Now, they should work hard to breathe life into the economy.The effect of the CBN’s bungling and Buhari’s rashness may take years to wear off. Needless deaths have been recorded as a result of the hardship occasioned by the lack of money to buy food and other basic necessities, and during riots that followed the implementation of the policy.The Centre for the Promotion of Private Enterprise estimates that the economy may have lost up to N20 trillion following deceleration, commercial meltdown, paralysis of the rural and informal economies, and job losses.
In 17 reported attacks on branches nationwide, the banks said they lost assets worth N5 billion. Automated Teller Machines, buildings and vehicles were vandalised and torched by angry customers and criminals capitalising on the chaos. Unquantifiable amounts have also been lost to the network problems that characterised failed transfers and other non-cash payments. There are fears that some of these funds may never be recovered by their owners.
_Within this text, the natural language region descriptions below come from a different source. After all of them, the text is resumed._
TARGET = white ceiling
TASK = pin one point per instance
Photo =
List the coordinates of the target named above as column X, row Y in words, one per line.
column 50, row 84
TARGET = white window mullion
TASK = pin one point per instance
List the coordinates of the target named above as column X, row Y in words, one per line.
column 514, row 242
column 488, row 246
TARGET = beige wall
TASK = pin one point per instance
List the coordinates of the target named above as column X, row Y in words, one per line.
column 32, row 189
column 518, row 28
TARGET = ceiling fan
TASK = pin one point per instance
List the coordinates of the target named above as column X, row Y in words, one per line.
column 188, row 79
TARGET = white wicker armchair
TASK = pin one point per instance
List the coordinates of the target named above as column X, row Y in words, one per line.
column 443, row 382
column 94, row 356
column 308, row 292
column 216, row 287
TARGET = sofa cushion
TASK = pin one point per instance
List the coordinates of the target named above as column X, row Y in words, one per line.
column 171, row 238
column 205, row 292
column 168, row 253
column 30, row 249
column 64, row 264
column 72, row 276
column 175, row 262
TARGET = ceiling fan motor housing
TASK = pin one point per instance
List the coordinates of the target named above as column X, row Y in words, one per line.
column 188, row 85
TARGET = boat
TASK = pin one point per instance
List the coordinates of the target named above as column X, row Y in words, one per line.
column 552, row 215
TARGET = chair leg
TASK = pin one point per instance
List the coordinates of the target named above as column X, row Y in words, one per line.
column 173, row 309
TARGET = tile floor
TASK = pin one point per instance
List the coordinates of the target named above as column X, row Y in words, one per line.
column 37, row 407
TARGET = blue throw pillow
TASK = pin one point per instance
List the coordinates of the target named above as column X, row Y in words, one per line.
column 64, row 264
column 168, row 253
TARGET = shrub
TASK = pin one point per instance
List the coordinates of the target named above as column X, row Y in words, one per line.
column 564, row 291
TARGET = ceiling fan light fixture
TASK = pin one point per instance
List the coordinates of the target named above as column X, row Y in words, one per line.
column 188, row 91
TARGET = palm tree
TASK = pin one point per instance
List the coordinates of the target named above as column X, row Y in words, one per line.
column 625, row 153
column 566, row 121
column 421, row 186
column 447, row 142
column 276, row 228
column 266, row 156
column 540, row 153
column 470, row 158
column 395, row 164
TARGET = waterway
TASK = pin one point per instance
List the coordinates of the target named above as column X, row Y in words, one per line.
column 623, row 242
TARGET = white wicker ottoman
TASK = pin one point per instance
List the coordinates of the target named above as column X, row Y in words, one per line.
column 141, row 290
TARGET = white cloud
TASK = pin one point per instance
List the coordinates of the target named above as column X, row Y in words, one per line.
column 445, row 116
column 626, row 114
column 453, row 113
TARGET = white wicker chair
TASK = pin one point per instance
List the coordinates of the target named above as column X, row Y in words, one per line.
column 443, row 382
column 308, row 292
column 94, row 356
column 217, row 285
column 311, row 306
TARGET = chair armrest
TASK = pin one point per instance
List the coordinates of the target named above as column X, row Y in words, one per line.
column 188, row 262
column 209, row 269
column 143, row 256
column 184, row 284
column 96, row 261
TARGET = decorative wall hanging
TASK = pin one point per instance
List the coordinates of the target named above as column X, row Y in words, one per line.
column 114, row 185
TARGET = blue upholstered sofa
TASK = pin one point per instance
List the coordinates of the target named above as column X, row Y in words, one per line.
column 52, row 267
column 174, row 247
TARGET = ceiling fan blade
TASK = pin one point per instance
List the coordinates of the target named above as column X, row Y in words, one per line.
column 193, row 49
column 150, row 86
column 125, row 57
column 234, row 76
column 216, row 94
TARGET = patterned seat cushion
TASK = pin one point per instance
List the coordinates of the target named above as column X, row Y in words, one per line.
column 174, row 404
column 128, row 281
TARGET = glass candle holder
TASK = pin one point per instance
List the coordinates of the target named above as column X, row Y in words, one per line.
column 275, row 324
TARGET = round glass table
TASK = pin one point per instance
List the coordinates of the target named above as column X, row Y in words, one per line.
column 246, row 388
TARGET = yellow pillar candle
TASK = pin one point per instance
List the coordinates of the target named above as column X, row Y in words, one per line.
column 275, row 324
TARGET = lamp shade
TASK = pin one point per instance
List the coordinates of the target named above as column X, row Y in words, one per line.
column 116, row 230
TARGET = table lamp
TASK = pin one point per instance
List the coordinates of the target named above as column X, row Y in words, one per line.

The OPS reports that many small businesses have crashed as most SMEs in Nigeria rely on cash transactions. Traders in perishable items lost their produce due to their inability to access cash.
A similar banknote redesign policy introduced by Buhari as a military Head of State, which failed in 1984, was what he fell back on in 2023 in a move ostensibly to prevent vote-buying by politicians, reduce the currency in circulation, and help to curb insecurity like kidnapping-for-ransom, banditry and money laundering. But the dynamics of modern economies have changed; brute force and policies that belong to the past era cannot solve current problems.
Buhari and Emefiele have inflicted unnecessary hardship on Nigerians and the economy; they should now pull out all the stops to remedy the debacle. The CBN should work round the clock to make both old and new notes available, accepted by the banks, businesses, and individuals in accordance with the court judgement.
The CBN should severely punish banks and bankers that reject old banknotes or fail to dispense cash when available on all their channels. The government should mobilise the police to arrest and prosecute hoarders of cash, shylock PoS operators, bankers, and those who abuse the naira by “spraying’’ it at social events. Traders, transporters, and service providers that reject old banknotes should be arrested and prosecuted. The state governments should follow up their orders that all banknotes be freely used with massive public enlightenment, assuring the public that their money remains legal tender till December.